Allegations of Sexual
Abuse in NZ |
|
Stuff A claim of rape in the street made
by a 39-year-old woman - described as "rotten" drunk at the time by
the judge - has been thrown out of court after her evidence at the trial of
the teenager she accused. Two days after the July 2006
incident, the woman made a second statement to the police saying she had
consented to the late night sex with a youth she did not know. The consent statement was repeated
in her depositions evidence and the crown proceeded to trial on the basis
that she was too drunk to have given a proper consent, the Christchurch Court
News website reported today. But four-and-a-half hours into the
Christchurch District Court trial of Joshua Allan Schooner in front of Judge
Philip Moran and a jury, prosecutor Brent Stanaway decided the crown would
proceed no further. Judge Moran agreed and discharged
Mr Schooner, now a 21-year-old labourer. He told the court Mr Schooner had
arrived at court as an innocent man, and he left as an innocent man. He said the woman had later
rationalised the sex-in-the-street encounter by saying, "It's not
something I would do. I'm not like that". "When she is sober, she is no
doubt a very proper and moral and well behaved lady, but people do strange
things when they are drunk. She was rotten, and who knows? "We can't run the risk of
letting this man be convicted of a rape charge which in the end is
speculative," Judge Moran said. The woman had told how she regularly
went to the suburban bar and drank heavily with a group of friends. She had
regularly walked home "in drunken states". On that day, she had drunk a
mixture of bourbon, and then wine at home, and then drunk beer in the evening
at the bar. She set off "very, very drunk" for the 20 minute walk
home late at night. She could recall little of the
journey that led to an encounter with Mr Schooner and sex on the concrete
step outside a dentist's surgery in suburban Christchurch. Mr Schooner said in a video
statement to the police that he had been approached by her in the street and
she had "pashed" him. "She wanted me to." He noticed that she was crying as
they sat together afterwards, though she says he ran off straight away. He told the police: "I have
shagged a lot of ladies, but I have never ever raped a chick." The woman told the court she had
not consented and she would not have consented. She had a stoma bag taped on
her stomach at the time because of surgery five months before the incident.
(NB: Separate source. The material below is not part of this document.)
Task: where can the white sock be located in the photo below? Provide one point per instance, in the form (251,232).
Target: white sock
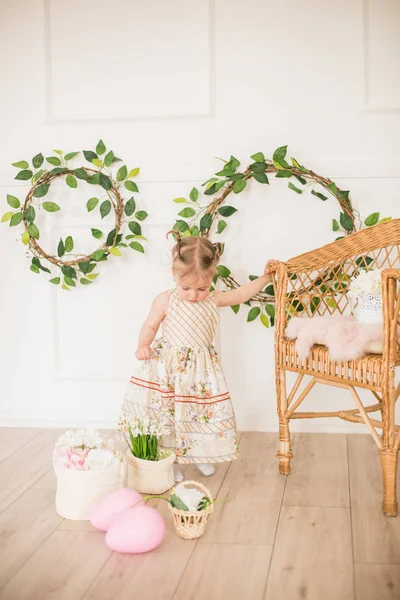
(178,476)
(206,468)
She was embarrassed about it, and did not even let her husband see her body
when the bag was in place. She had married late last year. Defence counsel Michael Knowles
pointed to the second statement she made to police two days after her rape
complaint, in which she said: "I was walking down - Road. A male who was
unknown to me asked me for sex. I agreed by saying yes." At the trial she denied
consenting, and said she was scared and traumatised and did not recall making
that second statement. She said the first thing she recalled of the encounter
was being on the cold concrete step, with a man on top of her, and saying no. She said the man had got off her a
few seconds after she said no. She agreed with Mr Knowles' suggestion she
could not be sure that the man had heard her, because there was traffic
noise. The other defence counsel, Marcus
Zintl, told the court in the opening, that Mr Schooner had stopped the sex as
soon as he realised the woman had withdrawn her consent. Both Mr Schooner and
the woman had been drinking beforehand. "Drunken consent is still
consent even if it is soon regretted afterwards." After the woman's evidence, Mr
Stanaway told the court: "Having regard to the position we have now
reached, and the crown's inability to rebut the defence of consent or
reasonable belief in consent, I accept it is inappropriate for me to proceed
further." Judge Moran told the jury,
"You could not properly convict this young man of rape in the light of
the evidence you have heard. It is certainly my responsibility to take the
charge away from the jury if I reach that view."